Looking through compat/mingw.c, it appears that (as with the rest of
the project), variable names tend to use underscores rather than
camel-case, so for consistency these might be better expressed as
"pe_use" (whatever that means), "name_len", and "domain_len".

I was curious about the `{ 0 }` initializer. It seems we have a mix of
both `{0}` and `{ 0 }` in the codebase, so what you have here is
likely fine.

> +       LookupAccountSidA(NULL, sid, NULL, &lenName, NULL,
> +                                       &lenDomain, &peUse); // returns only FALSE, because the string pointers are NULL

As with the rest of the project, compat/mingw.c still shuns "//"
comments.
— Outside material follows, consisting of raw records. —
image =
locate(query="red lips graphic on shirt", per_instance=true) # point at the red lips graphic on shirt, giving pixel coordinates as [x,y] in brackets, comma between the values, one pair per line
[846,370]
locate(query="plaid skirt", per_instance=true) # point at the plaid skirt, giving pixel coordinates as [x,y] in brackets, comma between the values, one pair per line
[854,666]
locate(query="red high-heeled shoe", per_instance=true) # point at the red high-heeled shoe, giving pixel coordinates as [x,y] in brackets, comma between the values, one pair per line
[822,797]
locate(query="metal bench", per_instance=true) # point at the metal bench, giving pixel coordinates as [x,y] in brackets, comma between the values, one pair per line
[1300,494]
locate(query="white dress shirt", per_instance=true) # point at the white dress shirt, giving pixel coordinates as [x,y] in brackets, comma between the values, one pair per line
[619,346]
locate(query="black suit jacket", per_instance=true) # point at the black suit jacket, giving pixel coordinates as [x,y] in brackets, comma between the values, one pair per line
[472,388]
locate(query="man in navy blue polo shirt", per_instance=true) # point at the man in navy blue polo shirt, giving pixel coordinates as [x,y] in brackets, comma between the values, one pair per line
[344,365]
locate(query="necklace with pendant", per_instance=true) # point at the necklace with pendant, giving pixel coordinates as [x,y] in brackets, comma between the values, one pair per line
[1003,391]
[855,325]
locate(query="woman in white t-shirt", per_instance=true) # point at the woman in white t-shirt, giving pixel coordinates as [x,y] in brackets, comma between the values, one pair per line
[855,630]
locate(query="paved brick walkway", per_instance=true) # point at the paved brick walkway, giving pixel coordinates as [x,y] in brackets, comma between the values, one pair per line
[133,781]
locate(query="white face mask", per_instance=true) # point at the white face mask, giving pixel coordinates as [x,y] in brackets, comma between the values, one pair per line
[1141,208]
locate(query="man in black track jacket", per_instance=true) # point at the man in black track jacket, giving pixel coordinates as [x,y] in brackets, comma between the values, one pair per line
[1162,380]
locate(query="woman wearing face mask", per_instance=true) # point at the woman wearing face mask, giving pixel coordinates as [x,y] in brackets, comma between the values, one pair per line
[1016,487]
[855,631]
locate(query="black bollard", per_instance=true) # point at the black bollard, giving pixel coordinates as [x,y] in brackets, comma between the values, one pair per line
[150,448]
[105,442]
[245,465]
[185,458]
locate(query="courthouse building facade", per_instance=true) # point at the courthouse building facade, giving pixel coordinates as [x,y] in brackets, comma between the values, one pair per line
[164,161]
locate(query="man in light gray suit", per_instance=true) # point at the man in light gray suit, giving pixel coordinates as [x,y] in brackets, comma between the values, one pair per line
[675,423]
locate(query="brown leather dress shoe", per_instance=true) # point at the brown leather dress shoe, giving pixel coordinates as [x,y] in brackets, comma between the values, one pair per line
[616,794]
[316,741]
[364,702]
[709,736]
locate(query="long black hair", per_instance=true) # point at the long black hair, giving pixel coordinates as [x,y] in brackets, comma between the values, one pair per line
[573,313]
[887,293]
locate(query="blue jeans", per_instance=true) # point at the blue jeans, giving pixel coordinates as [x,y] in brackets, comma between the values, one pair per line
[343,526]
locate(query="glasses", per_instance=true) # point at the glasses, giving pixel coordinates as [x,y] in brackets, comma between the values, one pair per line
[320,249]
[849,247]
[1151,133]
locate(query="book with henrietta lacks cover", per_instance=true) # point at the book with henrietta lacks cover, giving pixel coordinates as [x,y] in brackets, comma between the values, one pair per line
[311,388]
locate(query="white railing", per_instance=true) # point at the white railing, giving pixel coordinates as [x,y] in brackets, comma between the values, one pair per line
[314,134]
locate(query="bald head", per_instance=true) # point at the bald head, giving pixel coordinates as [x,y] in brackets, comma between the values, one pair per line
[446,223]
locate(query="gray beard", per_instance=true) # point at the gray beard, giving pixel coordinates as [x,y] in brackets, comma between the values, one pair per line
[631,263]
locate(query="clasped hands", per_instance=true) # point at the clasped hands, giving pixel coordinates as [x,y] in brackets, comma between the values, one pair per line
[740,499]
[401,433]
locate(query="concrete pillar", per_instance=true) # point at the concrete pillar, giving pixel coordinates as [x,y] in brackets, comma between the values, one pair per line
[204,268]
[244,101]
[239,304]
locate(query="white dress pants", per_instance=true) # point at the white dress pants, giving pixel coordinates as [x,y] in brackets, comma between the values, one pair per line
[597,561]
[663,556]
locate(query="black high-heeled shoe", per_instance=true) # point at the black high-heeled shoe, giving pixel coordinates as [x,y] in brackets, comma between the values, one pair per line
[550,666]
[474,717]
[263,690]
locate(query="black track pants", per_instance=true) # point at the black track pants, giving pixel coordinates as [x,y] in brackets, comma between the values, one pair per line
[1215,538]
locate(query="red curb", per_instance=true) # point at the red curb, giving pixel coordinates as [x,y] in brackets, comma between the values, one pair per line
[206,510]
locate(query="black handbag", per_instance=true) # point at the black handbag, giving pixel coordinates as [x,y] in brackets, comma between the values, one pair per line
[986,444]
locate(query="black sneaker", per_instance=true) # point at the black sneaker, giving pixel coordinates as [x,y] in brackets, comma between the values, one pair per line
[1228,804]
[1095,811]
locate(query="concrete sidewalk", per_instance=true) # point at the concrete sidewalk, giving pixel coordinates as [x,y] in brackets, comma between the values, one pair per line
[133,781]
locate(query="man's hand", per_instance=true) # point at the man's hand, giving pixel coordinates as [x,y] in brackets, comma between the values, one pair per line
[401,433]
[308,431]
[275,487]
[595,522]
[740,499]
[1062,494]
Use /*...*/ comments instead.

> +       ALLOC_ARRAY((*str), (size_t)lenDomain + (size_t)lenName); // Alloc neded Space of the strings

Type: "neded" -> "needed"

(and "Space" -> "space")

> +       BOOL retVal = LookupAccountSidA(NULL, sid, (*str) + lenDomain, &lenName,
> +                                      *str,
> +                                       &lenDomain, &peUse);
> +       *(*str + lenDomain) = '/';
> +       if (retVal == FALSE)
> +       {
> +               free(*str);
> +               *str = NULL;

The FREE_AND_NULL() macro from git-compat-util.h is a good companion
to the ALLOC_ARRAY() macro used above, so freeing and nullifying could
be done in one line:

    FREE_AND_NULL(*str);

> +       }
> +       return retVal;
> +}

Perhaps a variable name such as `ok` would convey more to the reader
than the generic `retVal`?

^ permalink raw reply

* Re: [PATCH] mem-pool: fix big allocations
From: phillip.wood123 @ 2023-12-28 19:34 UTC (permalink / raw)
  To: René Scharfe, phillip.wood, Git List; +Cc: Jameson Miller
In-Reply-To: <34f5913f-b187-43c3-99b7-3d57065dba12@web.de>

On 28/12/2023 18:56, René Scharfe wrote:
> Am 28.12.23 um 17:48 schrieb phillip.wood123@gmail.com:
>> On 28/12/2023 16:05, René Scharfe wrote:
>>> Am 28.12.23 um 16:10 schrieb Phillip Wood:
>>>> The diff at the end of
>>>> this email shows a possible implementation of a check_ptr() macro for
>>>> the unit test library. I'm wary of adding it though because I'm not sure
>>>> printing the pointer values is actually very useful most of the
>>>> time. I'm also concerned that the rules around pointer arithmetic and
>>>> comparisons mean that many pointer tests such as
>>>>
>>>>       check_ptr(pool->mp_block->next_free, <=, pool->mp_block->end);
>>>>
>>>> will be undefined if they fail.
>>>
>>> True, the compiler could legally emit mush when it finds out that the
>>> pointers are for different objects.  And the error being fixed produces
>>> such unrelated pointer pairs -- oops.
>>>
>>> This check is not important here, we can just drop it.
>>>
>>> mem_pool_contains() has the same problem, by the way.
>>>
>>> Restricting ourselves to only equality comparisons for pointers prevents
>>> some interesting sanity checks, though.  Casting to intptr_t or
>>> uintptr_t would allow arbitrary comparisons without risk of undefined
>>> behavior, though.  Perhaps that would make a check_ptr() macro viable
>>> and useful.
>>
>> That certainly helps and the check_ptr() macro in my previous email
>> casts the pointers to uintptr_t before comparing them. Maybe I'm
>> worrying too much, but my concern is that in a failing comparison it
>> is likely one of the pointers is invalid (for example it is the
>> result of some undefined pointer arithmetic) and the program is
>> undefined from the point the invalid pointer is created.
> 
> There are no restrictions on integer comparisons.  So comparing after
> casting to uintptr_t should not invoke undefined behavior.  If undefined
> behavior was involved in calculating the pointers in the first place
> then the compiler might still legally go crazy, but not due to the
> comparison.  Right?

Exactly, my worry is that if the comparison fails it is likely that 
there will have been undefined behavior involved in calculating the 
pointer before we get to the comparison in which case so casting to 
uintptr_t in the comparison does not help.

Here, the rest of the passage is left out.